Article Text
Abstract
Objectives To investigate possible associations between silica dust exposure and death from chronic obstructive pulmonary diseases (COPD) and silicosis in German uranium miners.
Methods The cohort consists of 58,672 miners comprising 2,167,600 person-years and 25,239 deaths in the follow-up period 1946–2008. A detailed job-exposure matrix was used to estimate the cumulative exposure to crystalline silica in mg/m3-years. The total numbers of underlying causes of death from COPD (ICD-10 code: J40-J44) or silicosis (J62-J65) was determined based on certificates of death and autopsy files. Internal Poisson regression with baseline-stratification by age, calendar year and duration of employment was used to estimate the relative risk (RR) and 95% confidence limits (CI) in different categories of cumulative exposure to silica dust for mortality from COPD and silicosis.

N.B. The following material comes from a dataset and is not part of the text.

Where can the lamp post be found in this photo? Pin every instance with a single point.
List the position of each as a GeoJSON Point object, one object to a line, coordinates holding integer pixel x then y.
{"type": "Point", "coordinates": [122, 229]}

Results Nearly all cohort members were exposed to silica dust at some stage with a wide exposure range (mean = 5.9, max = 56 mg/m³-years). No increase in risk with increasing cumulative silica dust was found for COPD as underlying cause of death only (n = 719), whereas statistically significantly increased RR’s in exposure categories above 10 mg/m3-years were found when COPD was considered as underlying or contributing cause of death (n = 2,675). The corresponding RR in the highest exposure category of 30 or more compared to less than 0.5 mg/m3-years was 2.2 (95% CI: 1.6–2.8). The RR for silicosis as underlying cause of death (n = 976) compared to the reference category 0–2 mg/m3-years increased systematically with increasing exposure from RR = 2.8 (95% CI: 1.03–4.6) to 118.1 (95% CI: 50.3–188.0) in the exposure categories 2–5 and 30 or more mg/m3-years, respectively.
Conclusions Mortality of silicosis is confirmed to be associated with cumulative silica dust exposure even at low levels. Results indicate that death from COPD is related to silica dust, when considering underlying and contributing causes of death.